In my early days, I held a misconceived notion about writing. I thought it was all about perfect sentences, an idealistic assembly of words and phrases.
I was convinced that it revolved around sticking firmly to grammar rules like a ship rigidly attached to its anchor.
I had a picture in my head of ideas, always huge, like gigantic whales floating in the ocean of knowledge.
Eloquent expression was the gold standard, I believed if the writer’s sole purpose was to create a symphony of sophisticated phrases.
But, my journey through the realms of writing unfolded some delightful surprises.

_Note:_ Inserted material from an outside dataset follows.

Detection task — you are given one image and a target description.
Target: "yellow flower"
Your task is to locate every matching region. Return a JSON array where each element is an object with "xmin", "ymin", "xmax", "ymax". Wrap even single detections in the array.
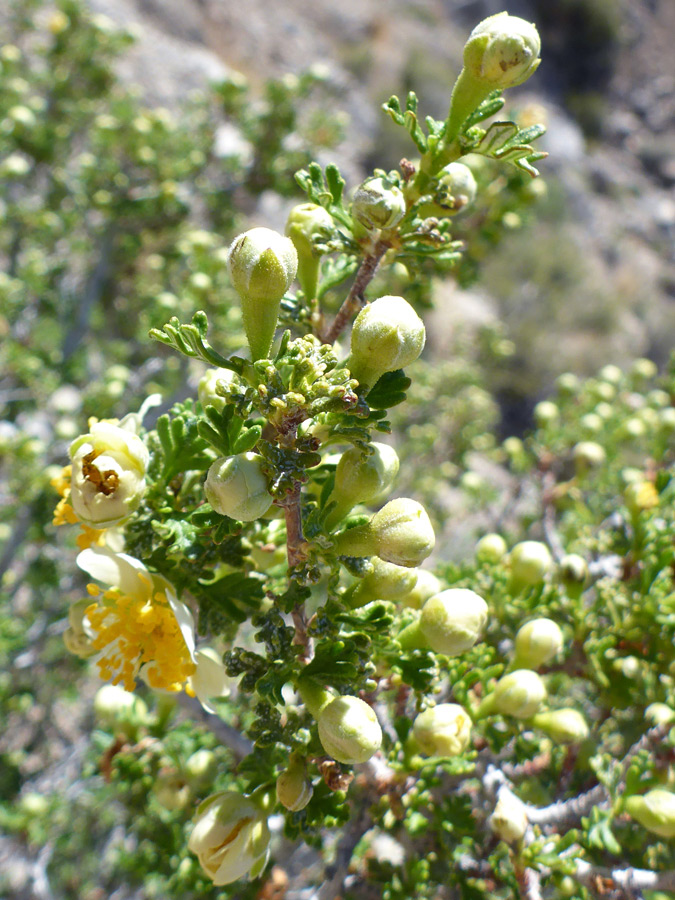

I discovered that writing isn’t a quest for perfection, but a celebration of authenticity. Instead of constructing perfect sentences, I found joy in pouring out my heart, as it is, unfiltered and real.
The so-called ‘rules’ revealed themselves not as iron bars, but as guiding posts, there to show me the way, not to bind me. It was liberating.
And the ideas? They weren’t always gigantic whales. Sometimes they were tiny, gleaming fish, small but significant truths that often hold immense power.
But the most profound revelation was the role of the writer. Being the most eloquent speaker, it turned out, was less important than being the most empathetic listener. Writing, I realized, is about listening to the world, to others, and to oneself.
That’s what writing really is – an invitation to authenticity, a journey guided by flexible rules, a spotlight on small truths, and an exercise in empathetic listening.